Can you derive the exponential property $ [f(x+y) = f(x)\cdot f(y)]$ from $y' = y$?

Question

There are a variety of different ways to define the natural exponential function, but the definition that feels the most conceptually elegant to me is to define it as the function that is its own derivative, and that $\text{exp}(0)=1$. I am currently trying to figure out if it is possible to derive all the properties of $e^x$/$\text{exp}(x)$ merely from this fact.
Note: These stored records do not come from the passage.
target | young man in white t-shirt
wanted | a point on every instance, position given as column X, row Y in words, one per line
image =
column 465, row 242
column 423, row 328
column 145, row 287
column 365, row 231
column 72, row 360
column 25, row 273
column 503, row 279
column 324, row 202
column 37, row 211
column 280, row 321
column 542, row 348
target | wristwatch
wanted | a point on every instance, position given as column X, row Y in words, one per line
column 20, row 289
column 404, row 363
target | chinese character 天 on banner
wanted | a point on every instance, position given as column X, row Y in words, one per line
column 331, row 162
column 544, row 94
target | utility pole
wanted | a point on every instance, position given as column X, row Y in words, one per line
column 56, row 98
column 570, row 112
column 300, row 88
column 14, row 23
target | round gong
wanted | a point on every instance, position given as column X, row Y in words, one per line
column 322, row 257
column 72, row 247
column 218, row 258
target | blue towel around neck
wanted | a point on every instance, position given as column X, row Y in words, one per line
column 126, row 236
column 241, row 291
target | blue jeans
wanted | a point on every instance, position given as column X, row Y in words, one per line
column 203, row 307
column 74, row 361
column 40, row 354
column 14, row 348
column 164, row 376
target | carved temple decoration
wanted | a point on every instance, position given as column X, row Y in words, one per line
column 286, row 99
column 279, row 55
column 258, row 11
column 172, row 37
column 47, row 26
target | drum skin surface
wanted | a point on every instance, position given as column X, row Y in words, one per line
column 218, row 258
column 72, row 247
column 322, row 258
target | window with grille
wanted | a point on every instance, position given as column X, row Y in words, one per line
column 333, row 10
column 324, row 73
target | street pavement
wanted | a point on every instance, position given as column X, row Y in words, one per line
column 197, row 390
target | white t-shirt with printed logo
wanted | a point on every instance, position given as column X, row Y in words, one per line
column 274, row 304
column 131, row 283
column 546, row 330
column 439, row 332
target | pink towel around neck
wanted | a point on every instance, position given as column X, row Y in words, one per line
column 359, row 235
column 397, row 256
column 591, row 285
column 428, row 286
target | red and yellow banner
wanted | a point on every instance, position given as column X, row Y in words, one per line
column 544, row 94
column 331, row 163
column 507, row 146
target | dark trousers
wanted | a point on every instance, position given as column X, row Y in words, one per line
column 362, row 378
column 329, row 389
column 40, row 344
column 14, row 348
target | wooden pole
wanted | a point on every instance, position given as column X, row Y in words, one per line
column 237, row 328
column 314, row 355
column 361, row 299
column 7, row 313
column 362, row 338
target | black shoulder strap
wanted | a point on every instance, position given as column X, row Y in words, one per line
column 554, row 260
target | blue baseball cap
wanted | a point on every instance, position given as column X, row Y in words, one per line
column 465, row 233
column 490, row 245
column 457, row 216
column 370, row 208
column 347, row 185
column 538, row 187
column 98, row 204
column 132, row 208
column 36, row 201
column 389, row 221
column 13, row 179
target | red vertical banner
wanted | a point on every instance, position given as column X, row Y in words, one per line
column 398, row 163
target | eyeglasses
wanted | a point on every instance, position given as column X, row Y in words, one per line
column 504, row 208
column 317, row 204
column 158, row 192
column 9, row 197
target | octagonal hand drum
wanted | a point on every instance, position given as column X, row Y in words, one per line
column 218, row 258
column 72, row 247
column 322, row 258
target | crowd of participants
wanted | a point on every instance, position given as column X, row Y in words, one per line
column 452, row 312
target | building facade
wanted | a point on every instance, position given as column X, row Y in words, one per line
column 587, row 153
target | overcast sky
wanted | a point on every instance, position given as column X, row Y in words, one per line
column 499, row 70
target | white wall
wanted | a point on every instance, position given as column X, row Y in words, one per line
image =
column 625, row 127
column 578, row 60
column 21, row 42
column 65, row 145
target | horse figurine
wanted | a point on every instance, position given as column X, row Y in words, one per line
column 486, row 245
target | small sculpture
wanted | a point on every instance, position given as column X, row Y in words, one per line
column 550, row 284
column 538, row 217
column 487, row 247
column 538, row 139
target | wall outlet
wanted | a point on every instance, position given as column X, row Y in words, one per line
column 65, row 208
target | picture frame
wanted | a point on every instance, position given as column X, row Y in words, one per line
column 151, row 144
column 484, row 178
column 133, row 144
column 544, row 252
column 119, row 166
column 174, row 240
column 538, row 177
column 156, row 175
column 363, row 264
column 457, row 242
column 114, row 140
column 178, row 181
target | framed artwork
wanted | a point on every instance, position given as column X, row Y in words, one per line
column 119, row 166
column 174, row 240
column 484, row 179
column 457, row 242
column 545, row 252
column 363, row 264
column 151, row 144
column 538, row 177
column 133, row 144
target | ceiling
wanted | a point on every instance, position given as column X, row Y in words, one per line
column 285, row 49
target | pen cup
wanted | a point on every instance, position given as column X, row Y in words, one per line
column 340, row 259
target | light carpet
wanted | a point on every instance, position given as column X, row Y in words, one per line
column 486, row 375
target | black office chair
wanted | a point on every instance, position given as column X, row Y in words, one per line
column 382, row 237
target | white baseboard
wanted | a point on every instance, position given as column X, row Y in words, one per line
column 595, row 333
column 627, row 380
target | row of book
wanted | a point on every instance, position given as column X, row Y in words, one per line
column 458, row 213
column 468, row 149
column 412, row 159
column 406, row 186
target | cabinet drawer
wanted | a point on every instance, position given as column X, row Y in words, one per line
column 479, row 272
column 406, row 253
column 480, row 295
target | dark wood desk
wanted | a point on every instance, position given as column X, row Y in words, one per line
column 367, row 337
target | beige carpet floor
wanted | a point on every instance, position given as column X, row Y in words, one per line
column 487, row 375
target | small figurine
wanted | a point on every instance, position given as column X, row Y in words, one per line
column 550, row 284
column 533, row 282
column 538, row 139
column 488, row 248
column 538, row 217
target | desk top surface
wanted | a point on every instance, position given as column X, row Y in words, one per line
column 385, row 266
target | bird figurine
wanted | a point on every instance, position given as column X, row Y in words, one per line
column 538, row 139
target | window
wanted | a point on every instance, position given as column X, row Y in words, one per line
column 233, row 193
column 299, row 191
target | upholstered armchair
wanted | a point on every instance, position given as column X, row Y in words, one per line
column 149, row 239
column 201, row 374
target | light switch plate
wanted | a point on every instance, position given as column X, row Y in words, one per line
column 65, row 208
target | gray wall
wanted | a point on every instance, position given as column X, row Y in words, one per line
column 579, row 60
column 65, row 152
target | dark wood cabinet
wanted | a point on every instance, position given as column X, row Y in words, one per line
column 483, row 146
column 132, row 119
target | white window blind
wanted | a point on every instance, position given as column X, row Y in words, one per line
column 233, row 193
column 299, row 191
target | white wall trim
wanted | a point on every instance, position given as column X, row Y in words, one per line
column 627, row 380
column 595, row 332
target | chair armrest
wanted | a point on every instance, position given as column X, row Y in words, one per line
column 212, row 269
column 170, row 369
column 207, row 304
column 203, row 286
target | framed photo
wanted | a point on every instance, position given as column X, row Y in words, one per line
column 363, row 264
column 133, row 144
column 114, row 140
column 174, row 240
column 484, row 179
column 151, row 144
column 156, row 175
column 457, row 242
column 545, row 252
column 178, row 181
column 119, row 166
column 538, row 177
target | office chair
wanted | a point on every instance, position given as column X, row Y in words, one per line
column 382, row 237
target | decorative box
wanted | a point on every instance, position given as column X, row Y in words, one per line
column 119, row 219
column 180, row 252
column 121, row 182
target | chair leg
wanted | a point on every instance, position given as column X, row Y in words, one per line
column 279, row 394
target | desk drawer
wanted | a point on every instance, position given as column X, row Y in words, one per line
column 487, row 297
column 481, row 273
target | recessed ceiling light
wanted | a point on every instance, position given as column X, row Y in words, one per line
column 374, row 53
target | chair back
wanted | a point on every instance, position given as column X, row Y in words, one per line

In addition, I have defined the natural logarithm to simply be the inverse of $\text{exp}(x)$, which was enough to determine that the derivative of $\ln{x}$ is $\frac{1}{x}$. I have been trying in vain to prove from this definition that $\forall{k}\in\mathbb{R},\text{exp}(x+k)=\text{exp}(x)\space\cdot\space\text{exp}(k)$.

Answer 1

Note that (provided $\exp(k)\ne0$), we have for $f(x):=\frac{\exp(x+k)}{\exp(k)}$, $$f(0)=\frac{\exp(0+k)}{\exp(k)}=1,\qquad f'(x)=\frac{\exp'(x+k)}{\exp(k)}=\frac{\exp(x+k)}{\exp(k)}=f(x)$$ so that by uniqueness of the solution, $f(x)=\exp(x)$ for all $x$. Hence, $$ \exp(x+k)=\exp(x)\exp(k)\quad \text{if }\exp(k)\ne0.$$ As $\exp(0)=1$, we have $\exp(k)\ne0$ in a neighbourhood of $0$, hence if $\exp(x)=0$, then $\exp$ is also $=0$ in a neighbourhood of $x$. It follows that $$\{\,x\in\Bbb R\mid \exp(x)=0\,\} $$ is open - but it trivially is also closed, and is non-empty. This means that it is all of $\Bbb R$. Hence we can strike our caveats and have $$ \exp(x+k)=\exp(x)\exp(k)\quad \text{for all }x,k\in \Bbb R.$$

Answer 2

Both expressions solve the initial value problem $$y'(x)=y(x) ,\quad y(0)=\exp(k),$$ which has a unique solution. So they must be equal.

(More conceptually, that identity is a reflection of the fact that solutions of first-order ODEs are flows.)